We gaan na 4 dagen terug naar het visumloket en tot onze grote blijdschap is daar ons paspoort met visum voor China! We pakken dan ook de daad bij het woord en gaan vrijdag vanaf Hong Kong met de metro naar Lo Wu station wat het grensstation is, je loopt hier door de douane van zowel Hong Kong en later China (ze horen toch bij elkaar) en dan ben je in Shenzhen, China!
Hier is ook alles super goed geregeld en kunnen we zo in de volgende metro stappen naar het centrum, naar ons hotel.

CHINA BABY!
Shenzhen is een enorme stad — 10,6 miljoen inwoners (!!!) — en het is alles wat je voorstelt bij Chinese megasteden; alles is heel ruim opgezet met grote pleinen en mega grote gebouwen, ook zie je dat dit een enorm rijke stad is. De dure modemerken zitten weer op elke straathoek en om de haverklap staat er een enorme shopping mall.

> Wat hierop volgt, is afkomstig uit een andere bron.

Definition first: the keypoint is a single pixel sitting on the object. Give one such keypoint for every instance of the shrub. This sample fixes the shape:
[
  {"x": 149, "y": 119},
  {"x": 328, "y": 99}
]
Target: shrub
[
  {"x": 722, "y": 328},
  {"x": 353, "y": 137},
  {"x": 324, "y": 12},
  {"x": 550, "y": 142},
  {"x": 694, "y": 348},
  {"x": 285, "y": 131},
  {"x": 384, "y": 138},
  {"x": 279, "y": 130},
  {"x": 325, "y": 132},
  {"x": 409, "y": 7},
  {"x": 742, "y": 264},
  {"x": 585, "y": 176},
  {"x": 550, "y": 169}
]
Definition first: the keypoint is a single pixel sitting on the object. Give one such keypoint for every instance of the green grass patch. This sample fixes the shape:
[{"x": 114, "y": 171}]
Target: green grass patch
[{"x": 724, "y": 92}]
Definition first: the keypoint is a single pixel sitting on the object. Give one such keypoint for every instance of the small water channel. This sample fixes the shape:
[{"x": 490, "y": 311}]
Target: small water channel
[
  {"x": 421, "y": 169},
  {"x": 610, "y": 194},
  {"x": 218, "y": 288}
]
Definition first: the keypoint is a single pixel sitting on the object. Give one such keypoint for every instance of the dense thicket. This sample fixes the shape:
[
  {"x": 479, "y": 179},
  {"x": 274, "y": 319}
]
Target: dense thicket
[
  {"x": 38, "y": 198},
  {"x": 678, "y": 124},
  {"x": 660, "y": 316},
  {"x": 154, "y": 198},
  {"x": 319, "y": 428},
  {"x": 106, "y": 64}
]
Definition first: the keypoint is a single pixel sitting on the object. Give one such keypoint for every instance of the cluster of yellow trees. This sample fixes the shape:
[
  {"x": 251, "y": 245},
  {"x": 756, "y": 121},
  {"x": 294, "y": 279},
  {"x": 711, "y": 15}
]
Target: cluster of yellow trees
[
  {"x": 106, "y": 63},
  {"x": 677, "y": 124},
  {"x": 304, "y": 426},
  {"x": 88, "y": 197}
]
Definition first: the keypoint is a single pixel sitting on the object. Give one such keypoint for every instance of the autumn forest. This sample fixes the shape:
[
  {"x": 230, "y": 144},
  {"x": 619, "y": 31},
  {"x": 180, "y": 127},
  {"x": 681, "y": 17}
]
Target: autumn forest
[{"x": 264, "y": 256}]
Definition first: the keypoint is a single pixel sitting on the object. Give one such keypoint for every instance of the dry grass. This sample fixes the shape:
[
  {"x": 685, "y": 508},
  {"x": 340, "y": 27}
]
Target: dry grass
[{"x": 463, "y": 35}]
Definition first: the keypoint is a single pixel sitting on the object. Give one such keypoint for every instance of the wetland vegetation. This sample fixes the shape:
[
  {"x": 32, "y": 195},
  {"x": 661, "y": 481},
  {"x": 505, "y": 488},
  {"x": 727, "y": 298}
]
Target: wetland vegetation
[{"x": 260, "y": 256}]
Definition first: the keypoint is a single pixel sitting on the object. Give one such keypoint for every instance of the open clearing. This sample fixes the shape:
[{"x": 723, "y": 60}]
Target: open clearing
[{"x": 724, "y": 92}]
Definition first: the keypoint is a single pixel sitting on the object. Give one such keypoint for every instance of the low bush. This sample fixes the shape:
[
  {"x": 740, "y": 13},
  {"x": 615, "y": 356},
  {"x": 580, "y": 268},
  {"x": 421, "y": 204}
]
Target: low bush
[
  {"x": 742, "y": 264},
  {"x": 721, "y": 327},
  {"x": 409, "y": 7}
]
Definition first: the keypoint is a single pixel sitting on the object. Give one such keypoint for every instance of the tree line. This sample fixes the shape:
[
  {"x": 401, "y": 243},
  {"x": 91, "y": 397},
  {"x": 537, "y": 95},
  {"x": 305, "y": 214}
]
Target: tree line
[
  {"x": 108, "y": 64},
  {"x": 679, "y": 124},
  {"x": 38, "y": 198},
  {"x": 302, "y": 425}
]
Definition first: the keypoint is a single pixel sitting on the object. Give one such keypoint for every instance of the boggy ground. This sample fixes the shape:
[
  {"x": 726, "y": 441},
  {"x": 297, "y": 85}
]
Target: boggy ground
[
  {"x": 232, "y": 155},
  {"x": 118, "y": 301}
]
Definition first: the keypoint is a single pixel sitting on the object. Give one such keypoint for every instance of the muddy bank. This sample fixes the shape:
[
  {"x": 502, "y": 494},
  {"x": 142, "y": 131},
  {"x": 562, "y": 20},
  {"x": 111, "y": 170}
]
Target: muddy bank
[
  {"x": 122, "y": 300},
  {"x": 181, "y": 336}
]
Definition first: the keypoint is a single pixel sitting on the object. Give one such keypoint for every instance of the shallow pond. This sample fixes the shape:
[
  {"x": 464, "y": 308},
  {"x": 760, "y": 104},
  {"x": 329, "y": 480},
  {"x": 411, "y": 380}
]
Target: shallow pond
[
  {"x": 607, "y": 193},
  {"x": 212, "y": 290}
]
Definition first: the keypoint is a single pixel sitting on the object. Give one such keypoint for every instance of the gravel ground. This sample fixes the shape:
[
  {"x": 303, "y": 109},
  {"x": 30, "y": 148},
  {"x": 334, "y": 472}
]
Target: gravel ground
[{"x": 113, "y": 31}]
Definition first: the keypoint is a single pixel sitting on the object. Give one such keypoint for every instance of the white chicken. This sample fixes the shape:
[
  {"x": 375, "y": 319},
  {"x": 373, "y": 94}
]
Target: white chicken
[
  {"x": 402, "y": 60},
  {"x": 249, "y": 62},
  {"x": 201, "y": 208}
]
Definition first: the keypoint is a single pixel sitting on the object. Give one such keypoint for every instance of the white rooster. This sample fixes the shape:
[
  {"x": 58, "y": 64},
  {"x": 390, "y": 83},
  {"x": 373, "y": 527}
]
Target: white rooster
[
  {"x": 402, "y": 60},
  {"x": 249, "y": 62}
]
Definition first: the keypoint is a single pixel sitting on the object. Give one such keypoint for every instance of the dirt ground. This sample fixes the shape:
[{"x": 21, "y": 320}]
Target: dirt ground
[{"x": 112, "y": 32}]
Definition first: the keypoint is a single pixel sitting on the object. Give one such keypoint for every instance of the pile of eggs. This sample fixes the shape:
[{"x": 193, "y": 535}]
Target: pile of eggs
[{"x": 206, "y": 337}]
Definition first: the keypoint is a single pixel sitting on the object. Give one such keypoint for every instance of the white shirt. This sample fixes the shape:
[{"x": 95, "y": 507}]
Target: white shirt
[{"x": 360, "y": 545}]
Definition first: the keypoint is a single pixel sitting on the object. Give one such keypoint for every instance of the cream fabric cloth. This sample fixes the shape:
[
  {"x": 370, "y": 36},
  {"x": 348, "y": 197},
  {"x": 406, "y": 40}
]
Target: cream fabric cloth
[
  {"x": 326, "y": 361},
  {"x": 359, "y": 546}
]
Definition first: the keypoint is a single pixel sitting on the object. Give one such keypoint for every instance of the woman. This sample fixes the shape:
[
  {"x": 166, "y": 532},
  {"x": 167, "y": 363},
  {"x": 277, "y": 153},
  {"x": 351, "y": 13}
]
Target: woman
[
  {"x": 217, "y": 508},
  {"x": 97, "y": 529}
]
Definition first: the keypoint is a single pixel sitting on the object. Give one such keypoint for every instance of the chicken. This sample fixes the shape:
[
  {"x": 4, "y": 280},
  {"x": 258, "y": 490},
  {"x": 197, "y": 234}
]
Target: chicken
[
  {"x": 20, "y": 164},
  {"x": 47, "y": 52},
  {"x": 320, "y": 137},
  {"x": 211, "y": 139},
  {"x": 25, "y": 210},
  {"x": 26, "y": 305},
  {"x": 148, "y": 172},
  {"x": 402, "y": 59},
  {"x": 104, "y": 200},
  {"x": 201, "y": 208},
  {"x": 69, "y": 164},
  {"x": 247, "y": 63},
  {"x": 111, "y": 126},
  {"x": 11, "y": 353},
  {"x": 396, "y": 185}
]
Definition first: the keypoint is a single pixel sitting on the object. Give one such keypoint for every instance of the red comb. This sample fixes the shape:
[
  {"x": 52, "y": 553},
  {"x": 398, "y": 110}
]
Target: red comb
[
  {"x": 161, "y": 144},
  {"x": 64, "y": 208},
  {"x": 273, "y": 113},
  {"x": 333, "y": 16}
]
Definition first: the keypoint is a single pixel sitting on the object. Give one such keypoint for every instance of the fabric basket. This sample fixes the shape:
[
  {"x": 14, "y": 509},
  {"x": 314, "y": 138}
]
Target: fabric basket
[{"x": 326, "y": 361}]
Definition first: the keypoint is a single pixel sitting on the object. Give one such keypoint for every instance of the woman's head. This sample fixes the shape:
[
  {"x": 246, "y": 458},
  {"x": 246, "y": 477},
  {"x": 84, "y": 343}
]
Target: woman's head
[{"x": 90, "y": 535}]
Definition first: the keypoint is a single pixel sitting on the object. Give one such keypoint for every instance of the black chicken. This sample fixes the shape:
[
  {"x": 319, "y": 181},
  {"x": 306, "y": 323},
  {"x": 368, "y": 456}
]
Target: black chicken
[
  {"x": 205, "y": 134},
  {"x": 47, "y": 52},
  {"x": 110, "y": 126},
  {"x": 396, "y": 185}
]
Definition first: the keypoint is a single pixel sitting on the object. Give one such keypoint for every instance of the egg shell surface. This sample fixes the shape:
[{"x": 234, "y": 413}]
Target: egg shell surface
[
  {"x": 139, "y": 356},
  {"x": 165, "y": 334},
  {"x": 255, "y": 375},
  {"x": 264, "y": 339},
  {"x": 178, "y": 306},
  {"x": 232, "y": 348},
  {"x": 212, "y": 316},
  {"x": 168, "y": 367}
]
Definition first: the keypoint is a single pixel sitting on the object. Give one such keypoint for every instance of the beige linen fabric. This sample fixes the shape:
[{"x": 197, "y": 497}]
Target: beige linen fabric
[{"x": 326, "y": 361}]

We hebben Shenzhen alleen gebruikt voor de makkelijke binnenkomst van China vanuit Hong Kong en willen eigenlijk de volgende dag met de bullet trein al door naar Guilin. Helaas zijn de treinkaartjes voor de 10e vergeven en we kiezen er voor een dag later naar Guilin te gaan. Tim is de 10e jarig en dit hebben we dan ook met koffie en taart ÉN een heerlijk uitetentje die avond bij een Italiaan (ja,ja je leest het goed.. Italiaans in China) gevierd. Dit is een cadeau van het thuisfront en namens beiden nog heel erg bedankt daarvoor!

Wist je dat:

  • Mensen heel graag met je op de foto gaan hier… waarom weten we eigenlijk nog niet.
  • De taalbarrière zo groot is en dat je met tekeningen uitlegt wat je wel en niet in je noodlesoup wilt.
  • De Hotels echt weer lekker goedkoop zijn.
  • Dat we vergeleken worden met Heath Ledger & Hugh Grant (misschien hebben we hier een verklaring voor nummer 1).
  • We een heleboel “gewone” sites zoals Google, Facebook, Instagram & Twitter niet kunnen bezoeken (via de normale weg).
  • De luchtkwaliteit zo slecht kan zijn dat we zelf ook met van die mondmaskertjes rondlopen.
  • Mensen gewoon lukraak in het Chinees tegen je praten alsof je het verstaat.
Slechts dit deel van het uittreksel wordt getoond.